【觀成壞品第二十一】 

「生成と壊滅との考察」と名付けられる第二十一章

 

21-11 從法不生法 亦不生非法  從非法不生 法及於非法
法(存在)より法を生ずることはできない。また、法より非法(存在しないもの)を生ずることもできない。

非法(存在しないもの)より法(存在)も非法(存在しないもの)を生ずることはできない。

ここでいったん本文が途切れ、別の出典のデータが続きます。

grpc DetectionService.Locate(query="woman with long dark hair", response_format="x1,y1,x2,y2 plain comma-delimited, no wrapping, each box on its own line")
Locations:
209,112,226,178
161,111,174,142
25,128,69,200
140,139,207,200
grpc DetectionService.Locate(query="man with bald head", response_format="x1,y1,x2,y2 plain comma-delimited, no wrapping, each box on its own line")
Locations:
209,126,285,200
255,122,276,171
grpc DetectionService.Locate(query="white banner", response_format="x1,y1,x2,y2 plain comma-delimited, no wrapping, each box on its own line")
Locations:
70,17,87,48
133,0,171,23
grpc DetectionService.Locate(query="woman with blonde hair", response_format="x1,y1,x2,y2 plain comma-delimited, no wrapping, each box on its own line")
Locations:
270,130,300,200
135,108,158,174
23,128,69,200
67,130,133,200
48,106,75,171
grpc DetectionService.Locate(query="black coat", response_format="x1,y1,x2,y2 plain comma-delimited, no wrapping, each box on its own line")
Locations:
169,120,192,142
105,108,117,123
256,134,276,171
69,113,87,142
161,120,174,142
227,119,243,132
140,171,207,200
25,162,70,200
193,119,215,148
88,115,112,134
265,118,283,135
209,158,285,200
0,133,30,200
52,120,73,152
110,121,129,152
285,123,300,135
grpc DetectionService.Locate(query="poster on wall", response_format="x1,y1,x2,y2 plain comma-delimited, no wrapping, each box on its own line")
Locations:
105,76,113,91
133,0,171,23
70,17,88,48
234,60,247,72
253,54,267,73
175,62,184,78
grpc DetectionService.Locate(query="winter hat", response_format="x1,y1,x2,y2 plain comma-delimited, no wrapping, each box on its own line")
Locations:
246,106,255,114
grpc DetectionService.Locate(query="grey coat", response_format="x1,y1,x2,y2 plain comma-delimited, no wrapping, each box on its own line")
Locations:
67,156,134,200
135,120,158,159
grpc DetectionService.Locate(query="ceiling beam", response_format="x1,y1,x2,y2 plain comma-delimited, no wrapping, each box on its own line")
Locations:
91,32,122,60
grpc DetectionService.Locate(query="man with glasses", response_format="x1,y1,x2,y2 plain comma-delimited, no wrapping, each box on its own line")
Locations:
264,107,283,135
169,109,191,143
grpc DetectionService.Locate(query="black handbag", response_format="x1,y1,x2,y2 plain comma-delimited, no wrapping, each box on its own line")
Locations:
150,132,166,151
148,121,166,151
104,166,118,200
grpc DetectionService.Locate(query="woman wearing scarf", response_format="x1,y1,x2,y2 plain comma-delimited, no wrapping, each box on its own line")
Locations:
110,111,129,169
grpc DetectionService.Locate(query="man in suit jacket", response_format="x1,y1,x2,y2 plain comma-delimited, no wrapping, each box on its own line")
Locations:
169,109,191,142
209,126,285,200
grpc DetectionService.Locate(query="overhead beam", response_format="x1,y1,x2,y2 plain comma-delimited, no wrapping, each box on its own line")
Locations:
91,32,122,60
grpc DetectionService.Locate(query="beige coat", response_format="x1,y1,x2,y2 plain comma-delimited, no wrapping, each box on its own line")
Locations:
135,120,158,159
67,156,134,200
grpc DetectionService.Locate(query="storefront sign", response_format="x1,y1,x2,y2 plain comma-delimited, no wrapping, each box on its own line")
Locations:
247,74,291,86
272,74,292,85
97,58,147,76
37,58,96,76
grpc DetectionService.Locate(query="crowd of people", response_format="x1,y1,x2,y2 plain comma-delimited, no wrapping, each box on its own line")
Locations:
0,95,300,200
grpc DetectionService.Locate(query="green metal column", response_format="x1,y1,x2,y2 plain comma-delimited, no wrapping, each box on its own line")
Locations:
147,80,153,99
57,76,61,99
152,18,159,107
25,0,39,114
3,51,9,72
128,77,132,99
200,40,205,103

21-12 法不從自生 亦不從他生 不從自他生 云何而有生 

法は自身(法)から生ずることはできない。また他(自分自身以外)から生ずることもできない

。自分からも他からも生ずることができなかったら、どうやって生ずることができようか?生ずることはできない。

 

これはいかなる法も無自性であり、確かに存在するものはないことを言っている。例えば、物事は諸行無常であるとしても、諸行無常の法に従って縁起があるから、なにか特別の対処法があるわけではなく、なにか特定の解決方法があるわけではない、と言っている。すなわち、縁起は空であり、縁起を構成する法は無自性であると言っている。

 

如何なるこだわり、(執着)は、意味がないと言っている。いや正確には、意味があるといえないしないともいえないということになる。だから、「空」が大事なのである。「空」はその時々(刹那)で、無自性なものに判断を加える。

 

法(存在)より法を生ずることはできない。 これはある意味縁起を否定している。なにか物事にある因果関係に着目しその課題を解こうとするのが縁起であるが、そもそもそんな導出はできないと頭から否定しているように見える。

 

でもそれはある意味当たり前である。未来を予測しても、それは実現しないことはあるのである。また時制がない話でも、物事は多面的であり、確かなものはないのである。だからその時々で刹那に決めてゆくのが正しく、その原理を知っていることで大抵の物事は解決するということであろう。